I have lines containing anchors like <a name="_Toc00123998"> that need to be moved to the start of the line for later processing. There may be many of these anchor tags per line. They may, or may not, be adjacent to each other.

Can anyone come up with a regex to do this trick? Before and after would look like:
Before: This is an anchor <a name="_Toc00123998">and these are another +<a name="_Toc00123999"><a name="_Toc00124000"> couple. After: <a name="_Toc00123998"><a name="_Toc00123999"><a name="_Toc0012 +4000">This is an anchor and these are another couple.

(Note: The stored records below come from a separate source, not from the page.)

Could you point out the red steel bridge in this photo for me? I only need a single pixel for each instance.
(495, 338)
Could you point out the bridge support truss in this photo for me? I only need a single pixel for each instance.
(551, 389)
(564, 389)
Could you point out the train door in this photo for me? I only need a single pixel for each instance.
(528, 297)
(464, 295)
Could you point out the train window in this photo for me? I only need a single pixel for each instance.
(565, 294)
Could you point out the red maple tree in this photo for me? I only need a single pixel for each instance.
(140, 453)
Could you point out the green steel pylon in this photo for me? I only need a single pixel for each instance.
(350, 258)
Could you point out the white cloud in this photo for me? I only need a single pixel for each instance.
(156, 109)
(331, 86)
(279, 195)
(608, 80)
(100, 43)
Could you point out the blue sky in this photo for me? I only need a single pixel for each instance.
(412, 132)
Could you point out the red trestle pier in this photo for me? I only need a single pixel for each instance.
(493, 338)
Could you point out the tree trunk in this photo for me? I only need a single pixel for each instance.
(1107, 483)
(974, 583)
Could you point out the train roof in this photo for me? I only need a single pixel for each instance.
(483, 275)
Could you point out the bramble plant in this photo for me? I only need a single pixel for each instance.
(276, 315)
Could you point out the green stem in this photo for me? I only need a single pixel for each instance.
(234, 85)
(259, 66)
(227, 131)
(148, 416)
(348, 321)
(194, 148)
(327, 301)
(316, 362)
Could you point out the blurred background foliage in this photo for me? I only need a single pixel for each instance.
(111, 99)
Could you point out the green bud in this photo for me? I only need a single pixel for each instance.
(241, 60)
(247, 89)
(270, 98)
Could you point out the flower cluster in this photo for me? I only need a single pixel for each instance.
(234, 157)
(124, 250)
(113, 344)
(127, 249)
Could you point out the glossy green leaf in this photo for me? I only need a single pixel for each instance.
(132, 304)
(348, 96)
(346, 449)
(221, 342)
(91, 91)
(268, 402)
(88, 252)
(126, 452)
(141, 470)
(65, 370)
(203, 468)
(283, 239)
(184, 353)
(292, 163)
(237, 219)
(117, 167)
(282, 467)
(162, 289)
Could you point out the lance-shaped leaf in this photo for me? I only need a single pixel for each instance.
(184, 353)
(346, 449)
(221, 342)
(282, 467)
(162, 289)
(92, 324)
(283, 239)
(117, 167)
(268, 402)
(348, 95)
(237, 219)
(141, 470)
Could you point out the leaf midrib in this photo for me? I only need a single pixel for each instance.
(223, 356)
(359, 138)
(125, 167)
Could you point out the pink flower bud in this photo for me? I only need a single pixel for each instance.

Update 1: Arggh. Fix the missing quotes!

Replies are listed 'Best First'.
Re: Moving sub-strings to the start of a line
by tlm (Prior) on Jun 01, 2005 at 01:02 UTC

    I would do something like

    push @anchors, $1 while $html =~ s/(<a .*?>)//s; $html = join '', @anchors, $html;

    the lowliest monk

      Oh yes. I like that!

      My first question here and I get wonderfull answers almost before I finished asking.
Re: Moving sub-strings to the start of a line
by gube (Parson) on Jun 01, 2005 at 01:03 UTC

    Hi try this,

    $a = 'This is an anchor <a name=_Toc00123998">and these are another<a +name=_Toc00123999"><a name=_Toc00124000"> couple.'; (@a) = $a =~ m#(<.*?>)#gsi; local $"=""; $a =~ s#(<.*?>)##gsi; print "@a".$a;

    o/p:<a name=_Toc00123998"><a name=_Toc00123999"><a name=_Toc00124000">This is an anchor and these are another couple.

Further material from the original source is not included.